Une note sous-évaluée à tort

Le candidat évincé a obtenu une mauvaise note au critère  » capacité technique et financière des candidats et aptitude à conduire l’opération projetée « . La motivation de la commission est le  » sentiment général que le projet ne reposera que sur un seul homme « .

Cet argument est assez léger et non étayé et ne justifie pas une note aussi basse. Le candidat évincé est en effet celui qui justifie de la plus grande expérience en matière d’aménagement et de construction de logements sociaux.

La note n’aurait donc pas dû être aussi basse. Mais la problématique majeure est ailleurs. Les Juges abordent le rôle qu’aurait joué le maître d’œuvre, conseiller dans ce dossier.
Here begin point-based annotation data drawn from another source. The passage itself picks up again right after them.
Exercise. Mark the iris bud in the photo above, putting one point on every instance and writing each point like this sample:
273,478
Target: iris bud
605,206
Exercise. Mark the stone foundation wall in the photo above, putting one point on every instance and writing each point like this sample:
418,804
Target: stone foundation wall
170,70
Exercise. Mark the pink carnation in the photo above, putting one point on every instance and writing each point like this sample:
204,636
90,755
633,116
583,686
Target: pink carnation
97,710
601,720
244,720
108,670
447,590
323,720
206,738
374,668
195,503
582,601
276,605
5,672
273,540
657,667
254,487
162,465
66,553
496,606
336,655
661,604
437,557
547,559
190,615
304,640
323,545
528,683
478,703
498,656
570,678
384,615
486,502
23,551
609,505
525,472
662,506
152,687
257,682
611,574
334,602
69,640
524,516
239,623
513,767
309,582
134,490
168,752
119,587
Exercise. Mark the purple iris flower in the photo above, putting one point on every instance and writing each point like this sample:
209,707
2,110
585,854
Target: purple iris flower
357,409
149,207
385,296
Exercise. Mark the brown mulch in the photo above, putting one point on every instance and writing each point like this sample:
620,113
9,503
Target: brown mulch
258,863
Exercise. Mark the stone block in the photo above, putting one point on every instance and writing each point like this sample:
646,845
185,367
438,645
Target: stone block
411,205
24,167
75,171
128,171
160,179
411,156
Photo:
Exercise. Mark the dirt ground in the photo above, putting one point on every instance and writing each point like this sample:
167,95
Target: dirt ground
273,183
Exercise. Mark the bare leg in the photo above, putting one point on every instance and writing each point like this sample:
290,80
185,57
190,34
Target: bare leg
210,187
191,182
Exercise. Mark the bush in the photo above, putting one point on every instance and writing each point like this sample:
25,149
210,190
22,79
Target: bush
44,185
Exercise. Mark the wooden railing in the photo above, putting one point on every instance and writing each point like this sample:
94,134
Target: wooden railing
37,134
Une influence du MOE sur la Commission?

Les Juges vont avoir une interprétation (trop ?) stricte de l’égalité de traitement entre les candidats.

Il est acté qu’un conseiller peut collaborer ponctuellement avec l’un des candidats au marché, pourvu que l’égalité entre les candidats soit préservée. Ce fait ne saurait, à lui seul, caractériser un manquement à l’impartialité de la part de ces conseils extérieurs (CE, 24 juin 2011, n° 347720). Il ne doit pas fournir à certains candidats des informations privilégiées susceptibles de les avantager pour l’élaboration de leurs offres ou restreindre l’accès au marché en définissant le besoin ou les spécifications techniques (CJCE, 3 mars 2005, Fabricom SA, aff. C-21/03 et C-34/03)[1].

 En l’espèce, les trois autres candidats, mieux classés, ont bénéficié de l’assistance du maître d’œuvre lors des négociations. Ce même maître d’œuvre est celui qui avait établi pour le compte de l’acheteur les demandes de permis de construire sur la base desquels les offres devaient être élaborées.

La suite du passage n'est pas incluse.